First of all, creating a segment in Google Analytics isn’t dangerous. You can edit your segments, you can delete your segments, but you won’t delete the actual data you have. For me this was an important realization, because it meant that I could just ‘play’ with segments without any consequences.
The first step is thinking about what kind of segment you need. Which question do you want answered? What’s important for your business? And where can you find the data to create that segment? Do you want to segment on demographics of the user? And/or, the behavior of the user? Or, the technology the user uses to visit your website? And so on. Knowing what it’s called what you’re looking for in Google Analytics really helps when creating segments.
The second step is adding the actual segment. You can find the segment section at the top of the page in every view from Audience down to Conversions.
This means that if you’re in Dashboards, Shortcuts, Intelligence Events or Real-Time section, you can’t see the segment section.
Google Analytics offers ‘fixed’ segments which you can find in the ‘System’ section. A lot of these segments are pretty darn useful. For example, there’s an Organic Traffic segment that groups all visitors that came from an organic search result to your site. Very useful, if you want to know which landing pages these users visit. Another example: There’s a Mobile Traffic segment, that groups users that use a mobile device to visit your site. Very helpful as well, for example to find out if the ‘time on page’ is what it should be, this might say something about the mobile friendliness of your site.

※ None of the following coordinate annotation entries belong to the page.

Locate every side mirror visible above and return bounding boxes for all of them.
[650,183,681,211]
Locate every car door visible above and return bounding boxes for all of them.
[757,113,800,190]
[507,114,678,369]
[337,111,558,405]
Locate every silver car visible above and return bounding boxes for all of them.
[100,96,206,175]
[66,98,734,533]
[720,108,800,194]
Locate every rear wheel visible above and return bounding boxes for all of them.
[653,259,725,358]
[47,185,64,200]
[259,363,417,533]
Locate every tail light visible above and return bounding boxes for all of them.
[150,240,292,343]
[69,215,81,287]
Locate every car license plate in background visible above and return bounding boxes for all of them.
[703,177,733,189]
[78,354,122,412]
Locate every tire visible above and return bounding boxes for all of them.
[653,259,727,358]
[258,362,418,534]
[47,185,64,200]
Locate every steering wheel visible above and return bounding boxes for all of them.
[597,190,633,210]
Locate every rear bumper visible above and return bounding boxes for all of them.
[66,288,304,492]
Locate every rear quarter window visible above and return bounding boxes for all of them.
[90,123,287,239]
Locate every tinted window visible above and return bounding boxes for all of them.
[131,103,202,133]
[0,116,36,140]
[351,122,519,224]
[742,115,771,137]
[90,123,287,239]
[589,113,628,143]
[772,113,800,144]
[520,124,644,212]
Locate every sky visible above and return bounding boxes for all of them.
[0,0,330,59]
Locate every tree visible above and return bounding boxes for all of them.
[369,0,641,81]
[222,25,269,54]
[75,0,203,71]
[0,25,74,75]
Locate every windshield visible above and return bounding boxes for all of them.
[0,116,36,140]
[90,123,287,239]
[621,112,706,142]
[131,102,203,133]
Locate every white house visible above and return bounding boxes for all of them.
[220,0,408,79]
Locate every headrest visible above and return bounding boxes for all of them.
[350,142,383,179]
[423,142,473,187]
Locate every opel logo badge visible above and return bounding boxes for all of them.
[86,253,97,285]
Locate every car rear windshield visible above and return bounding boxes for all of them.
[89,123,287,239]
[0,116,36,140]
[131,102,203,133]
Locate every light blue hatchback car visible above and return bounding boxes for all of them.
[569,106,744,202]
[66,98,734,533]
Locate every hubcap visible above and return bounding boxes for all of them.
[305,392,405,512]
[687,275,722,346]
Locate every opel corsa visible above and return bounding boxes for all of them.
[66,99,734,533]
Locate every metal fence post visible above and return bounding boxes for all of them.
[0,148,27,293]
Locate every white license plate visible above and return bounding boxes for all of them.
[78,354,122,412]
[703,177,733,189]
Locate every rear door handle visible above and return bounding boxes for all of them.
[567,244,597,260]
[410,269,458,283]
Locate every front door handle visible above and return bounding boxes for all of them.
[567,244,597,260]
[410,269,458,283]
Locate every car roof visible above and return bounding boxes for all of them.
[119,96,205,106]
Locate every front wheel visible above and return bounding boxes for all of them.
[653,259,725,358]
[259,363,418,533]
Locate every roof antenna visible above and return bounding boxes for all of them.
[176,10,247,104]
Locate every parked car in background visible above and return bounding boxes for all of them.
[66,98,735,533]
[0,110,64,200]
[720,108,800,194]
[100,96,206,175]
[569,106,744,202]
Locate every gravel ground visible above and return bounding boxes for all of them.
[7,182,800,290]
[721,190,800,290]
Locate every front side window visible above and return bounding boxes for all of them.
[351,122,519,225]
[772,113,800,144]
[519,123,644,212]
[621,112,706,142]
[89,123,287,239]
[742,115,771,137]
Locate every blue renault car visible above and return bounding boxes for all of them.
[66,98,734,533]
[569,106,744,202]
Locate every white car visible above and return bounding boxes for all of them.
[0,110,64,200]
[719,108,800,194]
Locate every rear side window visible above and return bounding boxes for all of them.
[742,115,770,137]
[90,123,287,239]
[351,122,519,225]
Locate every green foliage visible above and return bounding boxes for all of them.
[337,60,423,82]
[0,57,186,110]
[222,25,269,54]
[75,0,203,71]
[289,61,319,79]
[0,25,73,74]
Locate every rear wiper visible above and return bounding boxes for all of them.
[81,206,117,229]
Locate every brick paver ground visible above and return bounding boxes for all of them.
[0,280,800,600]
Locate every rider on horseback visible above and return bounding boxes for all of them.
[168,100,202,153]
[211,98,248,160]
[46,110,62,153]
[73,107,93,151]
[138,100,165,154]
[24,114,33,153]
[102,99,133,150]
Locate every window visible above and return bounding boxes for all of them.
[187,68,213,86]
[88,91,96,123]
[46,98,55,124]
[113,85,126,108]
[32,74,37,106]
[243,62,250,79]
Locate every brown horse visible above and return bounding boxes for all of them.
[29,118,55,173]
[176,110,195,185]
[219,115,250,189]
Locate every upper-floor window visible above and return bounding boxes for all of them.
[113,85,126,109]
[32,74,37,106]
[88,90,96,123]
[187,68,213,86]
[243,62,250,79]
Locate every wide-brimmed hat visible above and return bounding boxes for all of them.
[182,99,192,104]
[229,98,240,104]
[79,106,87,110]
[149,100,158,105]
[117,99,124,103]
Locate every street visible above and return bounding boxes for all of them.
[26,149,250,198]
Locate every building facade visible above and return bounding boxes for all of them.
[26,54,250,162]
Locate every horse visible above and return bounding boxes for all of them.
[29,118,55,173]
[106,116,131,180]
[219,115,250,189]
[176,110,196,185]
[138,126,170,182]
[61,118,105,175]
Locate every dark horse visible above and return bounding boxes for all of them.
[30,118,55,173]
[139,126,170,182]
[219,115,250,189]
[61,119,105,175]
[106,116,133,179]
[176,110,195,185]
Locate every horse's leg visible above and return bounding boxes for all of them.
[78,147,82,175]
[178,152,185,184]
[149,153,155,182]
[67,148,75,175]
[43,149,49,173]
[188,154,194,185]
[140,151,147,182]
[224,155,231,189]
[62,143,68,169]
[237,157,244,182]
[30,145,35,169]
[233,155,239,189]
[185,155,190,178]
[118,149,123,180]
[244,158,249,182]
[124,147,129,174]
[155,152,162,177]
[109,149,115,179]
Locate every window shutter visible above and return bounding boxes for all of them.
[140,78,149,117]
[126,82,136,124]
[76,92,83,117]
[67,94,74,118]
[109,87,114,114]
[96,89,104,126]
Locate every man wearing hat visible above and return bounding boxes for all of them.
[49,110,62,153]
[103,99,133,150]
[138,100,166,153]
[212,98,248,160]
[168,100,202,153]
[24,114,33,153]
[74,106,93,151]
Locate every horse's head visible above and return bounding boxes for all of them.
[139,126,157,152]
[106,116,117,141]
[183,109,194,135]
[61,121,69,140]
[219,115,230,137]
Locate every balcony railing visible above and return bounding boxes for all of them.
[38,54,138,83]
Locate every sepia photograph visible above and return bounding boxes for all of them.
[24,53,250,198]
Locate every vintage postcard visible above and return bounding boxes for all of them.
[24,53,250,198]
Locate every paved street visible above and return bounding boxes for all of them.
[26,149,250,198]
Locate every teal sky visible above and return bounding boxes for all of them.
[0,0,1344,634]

There are more segments to think of than the system segments Google Analytics offers. For instance, you can create a segment that filters out all visitors that spend less than half a minute on your site. Or you can create a segment that focuses on the organic traffic from all visitors from the Netherlands. Or, as mentioned before, create a segment based on the products visitors bought or a certain amount of revenue a visitor yielded.
I found this video on YouTube that explains creating a custom segment pretty well:
For me, a couple of segments are really useful. I have segments for every country that’s important for our business, for every product and for every product page. And I have a segment for every medium like Organic, Newsletter and in our case: plugin traffic.
A nifty feature in Google Analytics is the ability to add more than one segment for the same view of data. This means you can compare different segments. For instance, if you created a segment of visitors that stayed longer than 5 minutes on your website and created a segment of visitors that stayed less than 1 minute on your website, you can compare the two and find out more about the behavior of these two groups and in which aspects these two groups differ.
If you want to know what you’re looking at, when clicking your way through Google Analytics, segmentation is the way to go. If you have questions like, “how do the visitors from California behave on my site?” Or, “what are my newsletter visitors doing on my site?” “How’s my campaign going?” Creating a segment is the easiest way to go. It’s a way to dissect your data and actually know what you’re looking at, when looking at all the different sections in Google Analytics. Say farewell to your Google Analytics frustration!